The project set out a framework for reporting and has also identified a number of areas of possible improvement such as a lack of comparable quantitative metrics.

The methodology presented in the case study has the potential to encompass all aquaculture species globally, including the most common species like shrimp, tilapia and salmon.

Grieg Seafood CEO Andreas Kvame said: We believe food from the ocean can be a part of the solution, but only if we do it right and responsibly.

We recognise that we depend on ecosystem services to operate, and also that our production has an impact on nature. This case study has been a learning experience on how nature-related risks are relevant to us. “

He added: “Grieg Seafood remains committed to reduce our footprint and better fish welfare by improving existing operations and by developing new farming technologies. Understanding and mitigating nature-related risks is key to achieve these goals, and with this case study and our engagement with TNFD we have started on that journey.”

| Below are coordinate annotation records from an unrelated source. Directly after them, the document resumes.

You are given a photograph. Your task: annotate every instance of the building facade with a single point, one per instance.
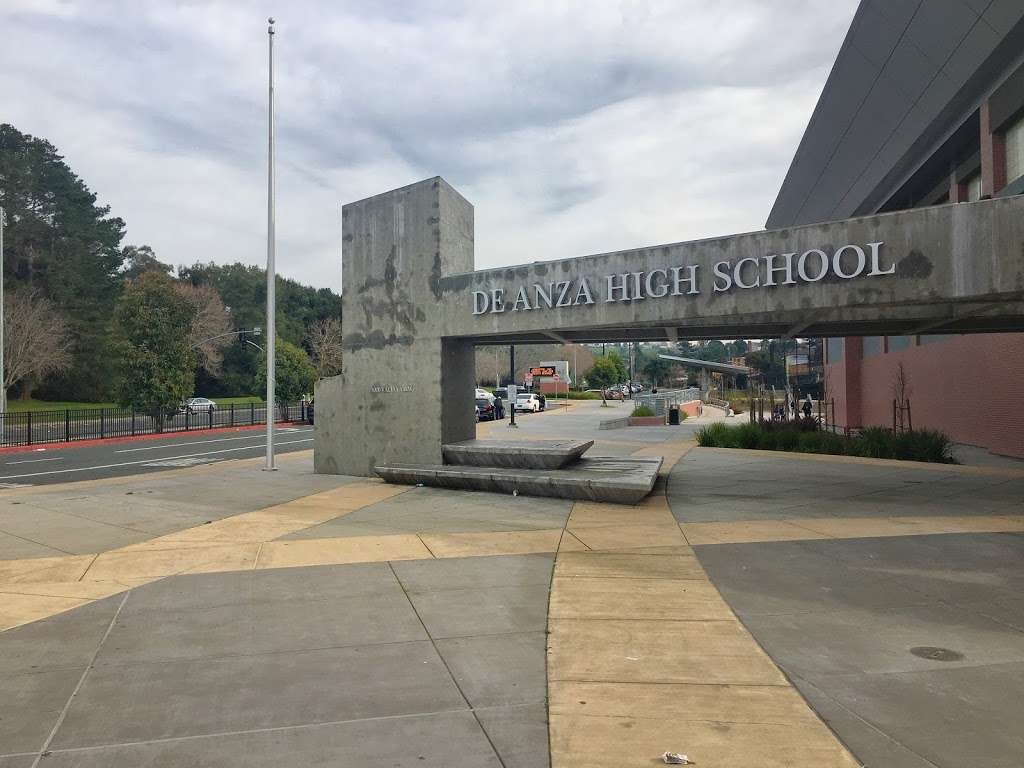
(924, 107)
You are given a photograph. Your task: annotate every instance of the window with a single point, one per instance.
(834, 350)
(973, 187)
(1014, 140)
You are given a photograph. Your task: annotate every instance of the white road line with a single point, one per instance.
(146, 461)
(254, 436)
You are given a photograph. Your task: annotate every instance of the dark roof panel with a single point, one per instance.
(905, 78)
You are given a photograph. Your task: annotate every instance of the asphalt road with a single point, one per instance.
(67, 462)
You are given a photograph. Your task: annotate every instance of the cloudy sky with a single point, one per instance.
(572, 127)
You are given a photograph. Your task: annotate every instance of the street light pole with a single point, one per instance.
(271, 326)
(3, 386)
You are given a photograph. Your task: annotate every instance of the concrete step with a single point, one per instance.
(515, 454)
(598, 479)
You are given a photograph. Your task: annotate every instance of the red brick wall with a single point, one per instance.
(969, 386)
(691, 409)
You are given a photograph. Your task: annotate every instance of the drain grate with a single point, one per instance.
(936, 654)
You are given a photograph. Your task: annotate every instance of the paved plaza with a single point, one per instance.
(757, 609)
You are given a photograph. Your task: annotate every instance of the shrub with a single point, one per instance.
(714, 435)
(925, 445)
(748, 435)
(877, 442)
(804, 436)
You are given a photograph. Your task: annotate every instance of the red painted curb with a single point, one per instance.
(61, 444)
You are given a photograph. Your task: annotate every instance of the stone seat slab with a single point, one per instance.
(600, 479)
(515, 454)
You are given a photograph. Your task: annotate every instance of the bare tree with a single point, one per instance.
(37, 340)
(901, 393)
(211, 324)
(325, 346)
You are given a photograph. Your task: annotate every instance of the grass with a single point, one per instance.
(805, 437)
(19, 407)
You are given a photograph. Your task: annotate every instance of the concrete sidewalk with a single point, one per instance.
(366, 624)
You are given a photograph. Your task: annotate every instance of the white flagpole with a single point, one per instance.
(270, 271)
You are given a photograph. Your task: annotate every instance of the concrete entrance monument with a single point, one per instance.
(414, 307)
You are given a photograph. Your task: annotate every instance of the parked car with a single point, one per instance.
(197, 404)
(527, 401)
(484, 409)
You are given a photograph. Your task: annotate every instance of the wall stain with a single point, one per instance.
(914, 264)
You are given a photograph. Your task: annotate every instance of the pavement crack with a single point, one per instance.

Jan Erik Saugestad, CEO of Storebrand Asset Management, said the global economy depended on the services provided by nature: “Companies and financial institutions need to properly understand nature risks to make good business decisions. This pilot project shows how companies can provide meaningful data on their impacts and dependencies on nature. As an investor, this kind of reporting helps us assess risks and opportunities and channel our investments into the most sustainable companies.”

Karoline Andaur, CEO of WWF Norway, said “nature risk” was a concept gaining traction in the business and finance world.

And Norunn Myklebust, CEO of Norwegian Institute for Nature Research said the nature-risk concept represents an interesting, but complex and challenging, approach for evaluating the risks or threats on businesses from nature and the risks to nature from businesses.